Members of the winning Shi'ite political alliance converged on the home of the ticket leader Wednesday, as they prepared to announce their candidate for the country's next prime minister.
Leading candidate Ibrahim al-Jaafari visited Abdul-Aziz al-Hakim, the alliance's leader at his office in Baghdad to discuss the pending announcement. Shortly after he left, his main rival, former Pentagon favorite Ahmad Chalabi, arrived for talks.
The race to be the Shi'ite's pick for prime minister narrowed on Tuesday, when Adel Abdul Mahdi, who has close ties to Iran, dropped out.
A close aide to Grand Ayatollah Ali al-Sistani, who almost guaranteed the United Iraqi Alliance's victory when he endorsed it, said that "al-Jaafari is the most likely nominee for the prime minister, the grand cleric has the final say."
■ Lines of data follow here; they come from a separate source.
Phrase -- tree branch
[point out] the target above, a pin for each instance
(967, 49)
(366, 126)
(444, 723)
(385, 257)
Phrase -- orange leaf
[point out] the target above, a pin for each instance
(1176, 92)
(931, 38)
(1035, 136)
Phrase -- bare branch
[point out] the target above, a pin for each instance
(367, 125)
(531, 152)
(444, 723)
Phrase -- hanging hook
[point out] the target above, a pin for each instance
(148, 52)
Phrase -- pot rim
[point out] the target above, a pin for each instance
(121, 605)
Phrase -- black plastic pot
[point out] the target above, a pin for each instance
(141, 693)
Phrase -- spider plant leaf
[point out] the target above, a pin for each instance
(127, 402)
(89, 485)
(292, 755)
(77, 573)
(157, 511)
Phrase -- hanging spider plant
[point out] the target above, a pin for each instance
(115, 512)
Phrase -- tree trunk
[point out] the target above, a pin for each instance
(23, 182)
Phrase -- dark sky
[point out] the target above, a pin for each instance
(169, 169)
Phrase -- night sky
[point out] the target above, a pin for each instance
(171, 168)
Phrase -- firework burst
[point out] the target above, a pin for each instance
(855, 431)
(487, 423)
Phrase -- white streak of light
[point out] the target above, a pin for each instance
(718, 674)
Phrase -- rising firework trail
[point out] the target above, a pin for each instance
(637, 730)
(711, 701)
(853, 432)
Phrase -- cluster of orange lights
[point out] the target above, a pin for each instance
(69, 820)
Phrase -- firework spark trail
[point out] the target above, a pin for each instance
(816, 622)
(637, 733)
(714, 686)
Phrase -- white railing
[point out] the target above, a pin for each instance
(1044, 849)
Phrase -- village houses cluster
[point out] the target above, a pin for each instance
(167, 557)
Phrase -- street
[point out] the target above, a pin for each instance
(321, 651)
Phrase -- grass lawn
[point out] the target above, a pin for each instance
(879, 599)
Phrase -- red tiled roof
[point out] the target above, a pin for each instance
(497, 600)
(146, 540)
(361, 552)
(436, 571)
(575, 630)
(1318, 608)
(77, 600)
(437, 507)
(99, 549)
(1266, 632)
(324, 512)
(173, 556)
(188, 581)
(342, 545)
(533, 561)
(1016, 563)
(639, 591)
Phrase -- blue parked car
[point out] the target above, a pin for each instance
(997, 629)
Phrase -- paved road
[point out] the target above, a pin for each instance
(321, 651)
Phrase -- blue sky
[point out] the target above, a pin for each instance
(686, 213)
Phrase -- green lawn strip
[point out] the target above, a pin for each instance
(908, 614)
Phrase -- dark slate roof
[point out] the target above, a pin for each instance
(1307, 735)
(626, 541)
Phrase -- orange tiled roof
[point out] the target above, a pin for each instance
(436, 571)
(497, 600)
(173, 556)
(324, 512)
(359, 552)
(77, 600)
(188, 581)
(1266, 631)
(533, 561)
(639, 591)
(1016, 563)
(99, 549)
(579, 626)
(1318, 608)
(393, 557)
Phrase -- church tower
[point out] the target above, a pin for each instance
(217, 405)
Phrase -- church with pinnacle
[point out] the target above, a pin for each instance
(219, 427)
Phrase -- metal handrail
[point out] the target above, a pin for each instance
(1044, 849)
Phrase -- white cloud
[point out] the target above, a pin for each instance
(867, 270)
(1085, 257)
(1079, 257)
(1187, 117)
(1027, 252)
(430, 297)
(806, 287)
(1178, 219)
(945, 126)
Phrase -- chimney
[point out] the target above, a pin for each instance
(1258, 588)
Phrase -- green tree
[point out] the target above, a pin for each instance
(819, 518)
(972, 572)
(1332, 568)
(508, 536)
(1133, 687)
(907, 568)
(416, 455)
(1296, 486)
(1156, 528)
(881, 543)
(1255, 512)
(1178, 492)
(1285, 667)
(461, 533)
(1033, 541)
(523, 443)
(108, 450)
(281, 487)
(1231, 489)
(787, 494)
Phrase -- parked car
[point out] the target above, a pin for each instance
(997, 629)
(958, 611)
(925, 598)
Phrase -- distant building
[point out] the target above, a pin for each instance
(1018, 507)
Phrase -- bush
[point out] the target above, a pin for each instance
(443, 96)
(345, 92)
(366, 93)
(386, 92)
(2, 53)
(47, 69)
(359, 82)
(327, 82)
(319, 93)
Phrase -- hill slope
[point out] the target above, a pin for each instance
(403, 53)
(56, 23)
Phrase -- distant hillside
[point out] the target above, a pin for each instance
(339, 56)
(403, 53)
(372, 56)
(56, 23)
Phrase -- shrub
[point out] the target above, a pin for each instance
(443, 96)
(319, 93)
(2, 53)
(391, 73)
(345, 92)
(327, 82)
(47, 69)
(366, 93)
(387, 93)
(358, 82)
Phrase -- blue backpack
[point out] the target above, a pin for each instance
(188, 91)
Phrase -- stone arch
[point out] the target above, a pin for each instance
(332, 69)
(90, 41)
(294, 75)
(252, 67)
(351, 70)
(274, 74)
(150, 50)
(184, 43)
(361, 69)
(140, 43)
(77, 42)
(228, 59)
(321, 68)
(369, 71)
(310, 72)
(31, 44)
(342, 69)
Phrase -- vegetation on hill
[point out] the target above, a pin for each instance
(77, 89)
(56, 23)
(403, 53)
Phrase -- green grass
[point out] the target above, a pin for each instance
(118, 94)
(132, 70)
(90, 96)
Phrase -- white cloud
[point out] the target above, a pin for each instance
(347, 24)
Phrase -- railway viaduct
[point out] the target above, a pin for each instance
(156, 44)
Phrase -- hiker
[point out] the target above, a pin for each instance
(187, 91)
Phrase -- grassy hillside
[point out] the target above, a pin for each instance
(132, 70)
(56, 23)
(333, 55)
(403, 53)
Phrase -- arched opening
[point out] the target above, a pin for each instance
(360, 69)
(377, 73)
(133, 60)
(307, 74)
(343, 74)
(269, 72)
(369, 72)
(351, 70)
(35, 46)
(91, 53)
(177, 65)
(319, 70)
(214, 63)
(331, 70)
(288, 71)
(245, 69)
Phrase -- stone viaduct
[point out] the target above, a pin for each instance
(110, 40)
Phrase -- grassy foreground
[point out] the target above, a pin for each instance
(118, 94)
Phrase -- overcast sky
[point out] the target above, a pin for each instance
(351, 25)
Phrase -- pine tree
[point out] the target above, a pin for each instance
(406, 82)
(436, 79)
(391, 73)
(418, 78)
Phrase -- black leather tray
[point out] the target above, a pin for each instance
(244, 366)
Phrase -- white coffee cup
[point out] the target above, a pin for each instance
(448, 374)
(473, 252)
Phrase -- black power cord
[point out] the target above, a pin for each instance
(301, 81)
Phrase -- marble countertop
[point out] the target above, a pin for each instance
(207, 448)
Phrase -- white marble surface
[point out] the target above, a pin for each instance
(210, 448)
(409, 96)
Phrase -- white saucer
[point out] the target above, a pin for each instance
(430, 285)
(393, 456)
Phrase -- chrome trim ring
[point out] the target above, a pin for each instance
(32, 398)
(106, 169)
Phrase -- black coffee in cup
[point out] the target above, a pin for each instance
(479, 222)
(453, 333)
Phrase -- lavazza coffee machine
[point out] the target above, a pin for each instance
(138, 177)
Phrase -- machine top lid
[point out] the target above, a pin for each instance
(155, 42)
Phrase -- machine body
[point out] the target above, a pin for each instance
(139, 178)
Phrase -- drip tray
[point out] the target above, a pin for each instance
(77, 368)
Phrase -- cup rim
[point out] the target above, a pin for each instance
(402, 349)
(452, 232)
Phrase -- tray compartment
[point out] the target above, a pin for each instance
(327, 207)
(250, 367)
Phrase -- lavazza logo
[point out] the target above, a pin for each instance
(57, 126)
The aide, speaking on condition he not be named, said the alliance's leaders will visit al-Sistani's office in Najaf to get his blessing for their choice for prime minister, or in the event they can't agree, al-Sistani will make the final decision.
Al-Hakim, a Shi'ite cleric with close ties to Iran, has said he is not interested in the prime minister's post.
The closed door meetings came as the Iraqi Electoral Commission's deadline to file complaints approached. Commission official Adel al-Lami said that only three complaints had been filed by yesterday morning. The commission will not certify the provisional results of the January 30 elections, announced Sunday, until all challenges are resolved - a process which could take days or even weeks.
In an interview, al-Jaafari said on Tuesday that he wanted a constitution that will draw not only on Islam.
"Islam should be the official religion of the country, and one of the main sources for legislation, along with other sources that do not harm Muslim sensibilities," said al-Jaafari, who currently serves as Iraq's interim vice-president and had been living in London until Saddam was overthrown.
Meanwhile, gunmen shot dead an Interior Ministry intelligence officer in a southern Baghdad neighborhood yesterday, and US troops clashed with insurgents west of the Iraqi capital, police and witnesses said.
Attackers opened fire on 1st Lieutenant Ghazi Hoshi as he was getting into his car to go to work in Baghdad's volatile Dora district, said Falah Mohamadawi, a police detective.
In Ramadi, 110 kilometers west of the capital, insurgents fired more than 25 mortar rounds at US and Iraqi positions, including a group of US troops hunkered in an abandoned glass factory, witnesses said.
In another development, Giuliana Sgrena, an Italian journalist kidnapped in Iraq, appeared on a tape released by insurgents yesterday begging for her life and appealing for foreign troops to withdraw from Iraq.
"I beg you, put an end to the occupation. I beg the Italian Government and the Italian people to put pressure on the government to pull out," she said on the undated tape, holding her hands in front of her in supplication. Sgrena, 57, was seized in Baghdad on February 4.